||ADAM ADAMANT LIVES!
A Victorian adventurer's body, frozen in ice, thaws out in Swinging Sixties London.
29 x 50 minute episodes. 1966-1967.
Long cited as the BBC's answer to 'The Avengers', in reality 'Adam Adamant Lives!' owes more to the slick style, tone and format of Lew Grade's phenomenally successful ITC stable of action series rather than the sleek and sophisticated antics of Steed and Mrs. Peel.
Under the watchful eye of former 'Doctor Who' producer, Verity Lambert, script consultant and series creator Tony Williamson, with creative input from both Donald Cotton and Richard Harris, the concept of a Victorian adventurer restored to life to right wrongs and daredevil through the criminal underworld of the "Swinging" city of London (circa 1966), was brought to the nation's television screens with a wit and exuberance hindered only by black and white filming and a standard BBC budget of the time.
The hero of the series is one Adam Llewellyn De Vere Adamant, a perfectly judged performance of such urbane, heroic verve from a perfectly cast Gerald Harper that the borderline psychotic ruthlessness with which the character kills is overlooked with astonishing ease on the part of the viewer. In the opening story our hero is drugged and frozen alive in 1902 by his archenemy 'The Face' (Peter Ducrow). Thawed out in the middle of the Swingin' Sixties. Adamant is then rescued by trendy nightclub DJ Georgina Jones (Juliet Harmer), who, having learned about his exploits from her grandfather, is a confirmed Adamant fan. Accompanied by Georgina and former music hall artist turned valet, Simms (Jack May), they swashbuckle their way through various adventures. Most of the fun came from the stark contrast between Adamant's Edwardian values and that of the era of love, peace and flowers. The music that introduced each episode was a 'raunchy' Goldfinger style theme sung by Kathy Kirby.

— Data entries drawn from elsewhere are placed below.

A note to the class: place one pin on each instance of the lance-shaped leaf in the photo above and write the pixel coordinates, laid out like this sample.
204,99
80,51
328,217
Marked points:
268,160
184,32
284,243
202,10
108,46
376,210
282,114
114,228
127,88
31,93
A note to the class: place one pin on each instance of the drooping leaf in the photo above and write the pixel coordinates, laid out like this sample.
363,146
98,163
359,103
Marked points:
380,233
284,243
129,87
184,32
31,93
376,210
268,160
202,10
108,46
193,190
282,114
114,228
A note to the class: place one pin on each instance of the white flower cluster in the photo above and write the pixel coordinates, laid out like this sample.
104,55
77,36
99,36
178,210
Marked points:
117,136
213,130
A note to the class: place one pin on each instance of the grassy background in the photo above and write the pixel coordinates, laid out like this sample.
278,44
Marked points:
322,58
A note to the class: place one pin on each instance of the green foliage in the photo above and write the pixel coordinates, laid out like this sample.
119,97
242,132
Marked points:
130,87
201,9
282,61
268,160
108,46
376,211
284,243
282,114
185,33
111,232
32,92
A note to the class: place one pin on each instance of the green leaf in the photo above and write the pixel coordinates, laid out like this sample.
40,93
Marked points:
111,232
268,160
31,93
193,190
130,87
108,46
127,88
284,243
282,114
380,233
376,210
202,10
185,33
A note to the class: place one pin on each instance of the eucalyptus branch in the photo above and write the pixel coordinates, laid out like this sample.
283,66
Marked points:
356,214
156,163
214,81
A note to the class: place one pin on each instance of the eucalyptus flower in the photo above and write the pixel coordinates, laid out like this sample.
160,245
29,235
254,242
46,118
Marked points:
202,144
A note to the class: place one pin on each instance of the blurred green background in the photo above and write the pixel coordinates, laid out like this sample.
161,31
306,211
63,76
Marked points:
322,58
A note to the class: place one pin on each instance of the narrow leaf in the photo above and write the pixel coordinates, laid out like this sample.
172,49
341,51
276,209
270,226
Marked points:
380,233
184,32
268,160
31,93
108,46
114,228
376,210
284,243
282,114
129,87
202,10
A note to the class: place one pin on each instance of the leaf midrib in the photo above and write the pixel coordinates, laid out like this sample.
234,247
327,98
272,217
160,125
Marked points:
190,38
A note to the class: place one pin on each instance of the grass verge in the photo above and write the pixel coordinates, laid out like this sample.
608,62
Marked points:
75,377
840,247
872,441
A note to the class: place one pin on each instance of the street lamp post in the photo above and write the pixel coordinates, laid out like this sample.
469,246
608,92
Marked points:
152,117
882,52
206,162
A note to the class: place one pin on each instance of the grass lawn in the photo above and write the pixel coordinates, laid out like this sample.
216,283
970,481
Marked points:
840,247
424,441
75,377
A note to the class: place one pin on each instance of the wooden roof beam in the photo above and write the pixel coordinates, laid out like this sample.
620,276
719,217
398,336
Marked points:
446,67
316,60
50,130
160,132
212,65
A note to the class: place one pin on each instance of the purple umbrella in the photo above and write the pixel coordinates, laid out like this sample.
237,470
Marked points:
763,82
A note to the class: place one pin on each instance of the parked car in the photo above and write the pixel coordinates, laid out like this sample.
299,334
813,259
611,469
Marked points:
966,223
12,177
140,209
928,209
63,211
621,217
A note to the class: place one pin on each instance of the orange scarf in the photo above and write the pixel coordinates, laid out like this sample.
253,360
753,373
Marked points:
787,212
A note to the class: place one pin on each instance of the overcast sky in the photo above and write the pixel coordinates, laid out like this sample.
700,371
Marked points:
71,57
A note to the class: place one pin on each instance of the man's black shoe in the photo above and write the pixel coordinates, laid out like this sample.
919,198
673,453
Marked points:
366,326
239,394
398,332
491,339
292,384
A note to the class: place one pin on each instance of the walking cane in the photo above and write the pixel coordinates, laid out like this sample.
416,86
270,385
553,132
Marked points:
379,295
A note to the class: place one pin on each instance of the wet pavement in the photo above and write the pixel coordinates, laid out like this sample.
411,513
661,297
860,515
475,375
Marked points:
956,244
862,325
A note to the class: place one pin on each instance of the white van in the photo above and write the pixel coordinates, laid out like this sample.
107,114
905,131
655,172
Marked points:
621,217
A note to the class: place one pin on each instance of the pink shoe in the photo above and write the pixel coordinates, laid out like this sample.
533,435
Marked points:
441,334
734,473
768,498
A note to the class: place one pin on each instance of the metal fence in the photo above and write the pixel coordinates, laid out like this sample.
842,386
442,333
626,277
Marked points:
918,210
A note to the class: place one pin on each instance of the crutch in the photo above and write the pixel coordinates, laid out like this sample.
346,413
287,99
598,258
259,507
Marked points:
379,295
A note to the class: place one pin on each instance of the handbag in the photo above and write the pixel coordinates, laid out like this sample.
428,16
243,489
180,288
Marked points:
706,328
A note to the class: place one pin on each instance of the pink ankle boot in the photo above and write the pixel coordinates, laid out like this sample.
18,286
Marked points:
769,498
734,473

Although very much a product of the decade that spawned it, at its best 'Adam Adamant Lives!' as well as being exciting and blessed by an effortlessly commanding central performance from Harper, also set a certain style in it's elaborately attired leading man, which would find televisual echoes in the decades that followed, particularly in the man-of-action dandiness of Jon Pertwee's Doctor Who and Peter Wyngarde's outrageously stylised Jason King.